My idea for this was to add a callback to the AuthorizationCodeHandlerConfig. I have implemented this in a fork here. I admit I am not as familiar with either OAuth2 or this library as you are so I do not know if this is a bad idea or not but it seems to work in my brief testing.

auth.NewPersistentTokenSource – a function to enrich a token source with capability to save the tokens to the token store. Useful when manually pre-setting the token source in the handler e.g. from disk to get the same behavior. The proposed signature was func (ctx context.Context, wrapped oauth2.TokenSource, store TokenStore) oauth2.TokenSource.

Looking at #785 I see that this would call TokenStore.Save on every call to Token() which I think makes sense. My TokenStore would just have to compare the token in memory to the new one to decide whether or not to update the token on disk.

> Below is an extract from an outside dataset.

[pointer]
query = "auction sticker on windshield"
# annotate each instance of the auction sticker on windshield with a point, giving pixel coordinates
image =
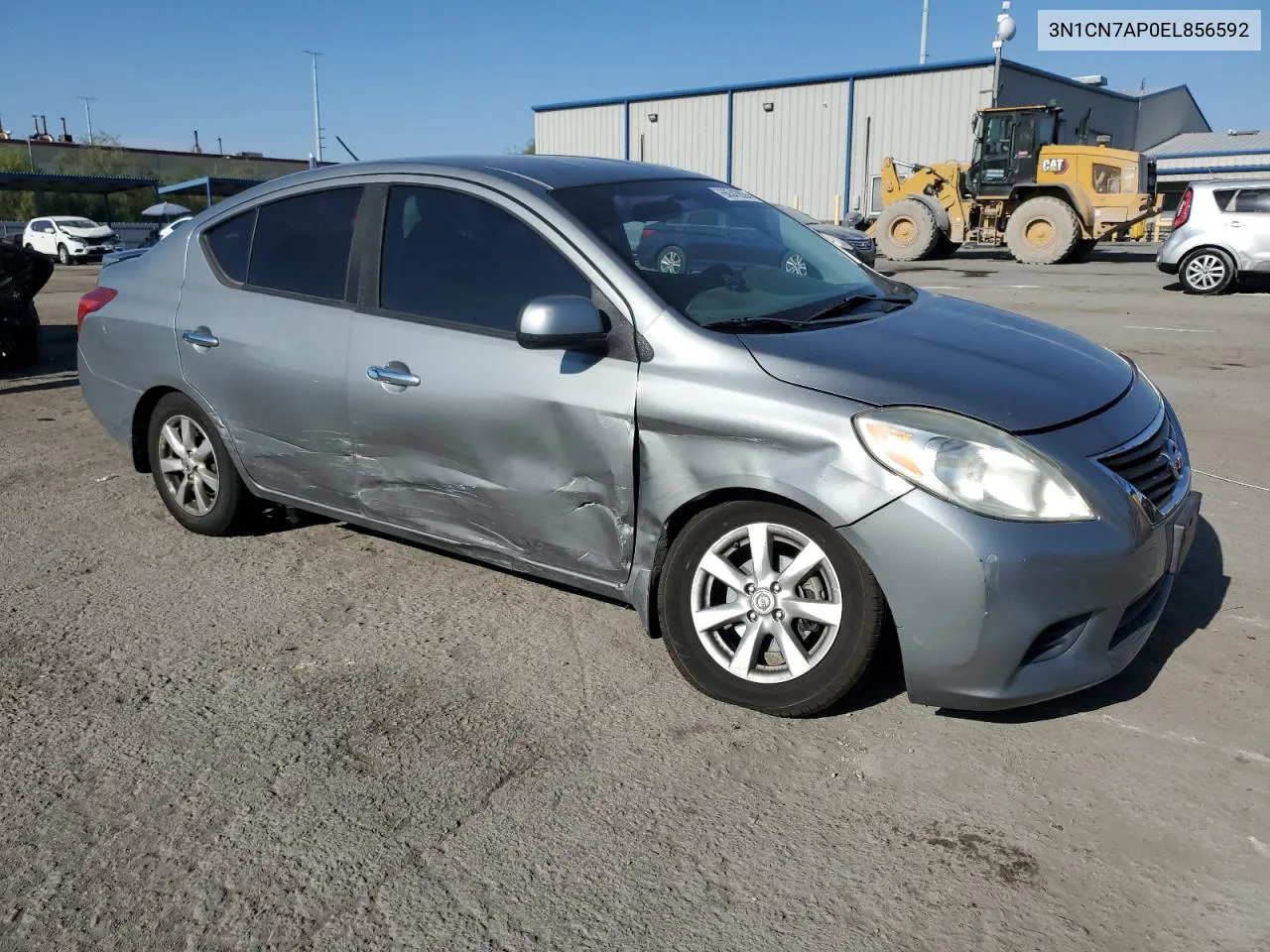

I see that you have thought about this a great deal more than I have and I hope that you are able to add some of the persistence ideas from #785 back to the API.

[smlx]

My first comment was rather rambling, so here is a summary of my persistence use case:

1. Load an oauth2.Config and oauth2.Token from disk, inject them into some interface in this SDK and, if the access token and/or refresh token are valid, have this state used without forcing the user through an interactive authorization flow.
2. Save the oauth2.Config generated in AuthorizationCodeHandler.Authorize() to disk after it has been successfully used to obtain a token.
3. Save the oauth2.Token to disk whenever it is refreshed.

[smlx]

My idea for this was to add a callback to the AuthorizationCodeHandlerConfig. I have implemented this in a fork here.

If you do happen to like this idea, let me know and I can open a PR. 🙂

[maciej-kisiel]

Let me advertise this topic on the Discord channel, maybe we can get more opinions.